11) Ces exercices avaient une portée politique dans l’Antiquité? Pourraient-ils en avoir une aujourd’hui ?
Naturellement. La rhétorique grecque est née avec la démocratie. Elle fournit un soutien technique à ce qui fait la définition même de la démocratie : la verbalisation des interactions et des conflits sociaux. La substitution de l’argumentation à la domination physique et à la violence. Pour ce qui est de l’actualité de ces exercices, elle est proportionnelle à notre attachement à la démocratie. Ma conviction est que si nous voulons la démocratie, nous devons savoir former des citoyens. C’est un travail, c’est même une sorte d’ascèse. Nous ne sommes pas naturellement enclins à préférer l’intérêt collectif à notre intérêt particulier. Mais qui ne voit que la solution des problèmes économiques et écologiques aujourd’hui dépend de notre aptitude à ce type de choix ? Les progymnasmata sont un dispositif qui nous enseigne à forger ensemble l’intérêt commun, au-delà de nos égoïsmes. J’irais jusqu’à dire que c’est une question de survie.
12) S’il fallait retenir une phrase de votre ouvrage, ce serait laquelle?

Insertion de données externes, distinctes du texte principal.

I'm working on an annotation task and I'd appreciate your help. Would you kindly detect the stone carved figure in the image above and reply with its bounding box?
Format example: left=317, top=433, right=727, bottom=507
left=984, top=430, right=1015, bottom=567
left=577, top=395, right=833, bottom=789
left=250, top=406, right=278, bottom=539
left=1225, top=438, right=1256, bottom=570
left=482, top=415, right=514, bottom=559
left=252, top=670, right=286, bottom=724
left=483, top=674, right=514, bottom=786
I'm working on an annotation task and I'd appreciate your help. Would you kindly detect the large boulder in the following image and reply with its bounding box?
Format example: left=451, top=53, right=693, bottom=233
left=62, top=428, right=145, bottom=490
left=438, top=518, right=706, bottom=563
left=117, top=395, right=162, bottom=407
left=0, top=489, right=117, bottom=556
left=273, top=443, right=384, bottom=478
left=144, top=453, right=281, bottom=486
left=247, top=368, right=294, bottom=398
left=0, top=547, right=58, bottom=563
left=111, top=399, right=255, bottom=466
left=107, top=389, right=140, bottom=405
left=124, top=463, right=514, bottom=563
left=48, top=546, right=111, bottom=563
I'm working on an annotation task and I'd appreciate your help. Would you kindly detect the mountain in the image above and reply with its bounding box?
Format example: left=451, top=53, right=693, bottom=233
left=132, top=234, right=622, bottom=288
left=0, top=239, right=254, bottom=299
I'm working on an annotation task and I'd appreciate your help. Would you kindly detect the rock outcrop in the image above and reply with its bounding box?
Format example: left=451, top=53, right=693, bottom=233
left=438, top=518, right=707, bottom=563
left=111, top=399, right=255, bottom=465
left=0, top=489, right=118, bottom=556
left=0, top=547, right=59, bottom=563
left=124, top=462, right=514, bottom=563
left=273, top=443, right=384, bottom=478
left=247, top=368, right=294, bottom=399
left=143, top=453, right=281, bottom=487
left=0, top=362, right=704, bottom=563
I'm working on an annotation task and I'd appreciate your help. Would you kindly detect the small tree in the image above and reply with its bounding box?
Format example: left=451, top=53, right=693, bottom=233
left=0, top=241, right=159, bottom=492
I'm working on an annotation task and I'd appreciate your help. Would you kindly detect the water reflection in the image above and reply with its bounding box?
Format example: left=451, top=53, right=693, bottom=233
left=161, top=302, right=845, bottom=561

Dans une recension très favorable qu’il a faite de mon petit livre, où il voir un manuel de résistance,le journaliste Laurent Lemire cite cette phrase que je me permets de reprendre à nouveau : « Ciblés par des algorithmes qui ne leur proposent que ce qui conforte leurs préjugés et leurs passions, trop de jeunes gens ne reçoivent plus les armes du logos – langage et raison mêlés – et de l’esprit critique contre la paranoia du complot et des fake news ».